Album: Steve Mac - Bless This Acid House

Album: Steve Mac - Bless This Acid House

Old sounds meet new tech to create a bumping set by Britain's house music perennial

Are you on one, matey?

Some rock bands base their career around being musically fluid, an ever-changing what-will-they-do-next? conundrum. Others, such as, famously, Motörhead and The Ramones, simply go on doing their thing, honing it, repeating ad infinitum, with an almost zen devotion. The results, at their best, are vigorously on-point.

It’s not only rock bands, though. Some of those swept up in the 1990s rave-olution also knuckled down, stuck to the cause, purposefully focused. One such is Steve Mac and his new album combines aspects of old and contemporary production to salute the history and ongoing potency of house music.

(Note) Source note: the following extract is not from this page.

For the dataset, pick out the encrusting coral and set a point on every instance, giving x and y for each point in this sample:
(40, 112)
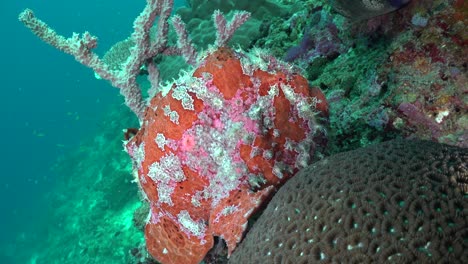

Mac, not to be confused with the same-named master of nightmare cheese-pop, was once part of successful DJ-producer duo Rhythm Masters, and more recently released tunes as These Machines, scored the West End musical of Irvine Welsh’s Trainspotting, and set up the label What Jack Said, named after a pulsing techy banger on this album. He’s maintained a solid, Ibiza-friendly clubland career for over two decades, remixing a plethora of famous names and even achieving a Top 20 hit in 2008 with weirdly hypnotic Irish dance-themed novelty tune “Paddy’s Revenge”.

Bless This Acid House sees Mac slamming out bangers. They’re not all 24-carat diamonds, there’s filler along the way, but it's mostly chunky 4/4 whoppers that hold the attention. Tipping his hat to house music’s beginnings he has guest voice-overs from Chicago originators Robert Owens, Marshall Jefferson and the late Sleezy D, as well as, even more effectively, Detroit singer Alana Maria paying tribute to her home city on the rip-roaring, in-yer-face “The 313”.

He also eagerly embraces the druggy, brain-whacked nature of original Eighties acid house on cuts such as “Summer of Love”, the “Voodoo Ray”-ish “My Mind”, and “This is Acid Mate” which, like Orbital’s recent-ish single “Smiley”, indulges in heady rave nostalgia using news clips from the era. And, of course, the whole album is lashed with the sound of that era’s totemic piece of kit, the Roland TB-303 (or its various later iterations), squelching and squiggling ear-drums to orbit. All in all, a joyfully bangin’ retro-futurist collection that sets the pulse racing and the feet moving.